Pada satu sisi, kita dapat menilai pernyataan ini disampaikan oleh Nebukadnezar sebagai sebuah pengakuan kuasa Allah yang didasari oleh perasaan takut. Peristiwa yang baru saja ia saksikan, ketika Sadrakh, Mesakh dan Abednego keluar dari perapian tanpa terjadi sesuatupun telah menimbulkan ketakutan yang begitu besar dalam diri Nebukadnezar. Ia memandang Allah sebagai sosok yang berkuasa. Hal yang disayangkan adalah ia hanya memandang Allah secara demikian, dari perspektif kekuasaan. Mungkin ini pula yang membuat Nebukadnezar, seperti penilaian Calvin, berulang kali mengubah sikapnya terhadap Allah. Tidak heran jika berikutnya Nebukadnezar justru memberikan titah yang menimbulkan ketakutan tambahan bagi rakyatnya.

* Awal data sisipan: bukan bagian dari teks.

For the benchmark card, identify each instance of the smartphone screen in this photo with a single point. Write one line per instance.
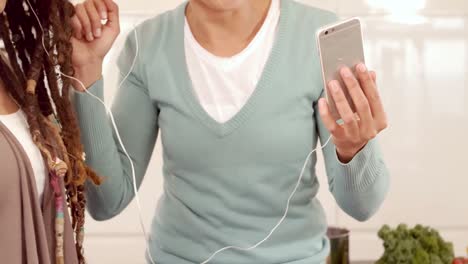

Seperti yang muncul pada ayat 29, Nebukadnezar berkata, “Sebab itu aku mengeluarkan perintah, bahwa setiap orang dari bangsa, suku bangsa atau bahasa mana pun ia, yang mengucapkan penghinaan terhadap Allahnya Sadrakh, Mesakh dan Abednego, akan dipenggal-penggal dan rumahnya akan dirobohkan menjadi timbunan puing, karena tidak ada allah lain yang dapat melepaskan secara demikian itu.” Nebukadnezar menanamkan ketakutan dalam diri rakyat Babel terhadap Allah.
Apakah sikap demikian adalah hal yang benar dalam kehidupan beriman? Apakah beriman kepada Allah berarti kita menjadi ketakutan terhadap-Nya? Apakah iman berarti ketakutan? Kita tentu sepakat bahwa sikap yang demikian tidak dapat dikategorikan sebagai wujud iman. Iman yang demikian bersifat sementara karena pada saat ketakutan itu mulai pudar, maka pada saat itulah keimanan akan menghilang.
Sahabat Alkitab, marilah kita membangun keimanan yang berlandasakan ketulusan kepada Allah, bukan berlandaskan ketakutan.
Iman semestinya dibangun dengan dasar ketulusan dan keintiman relasi, bukan melalui perasaan takut apalagi terancam.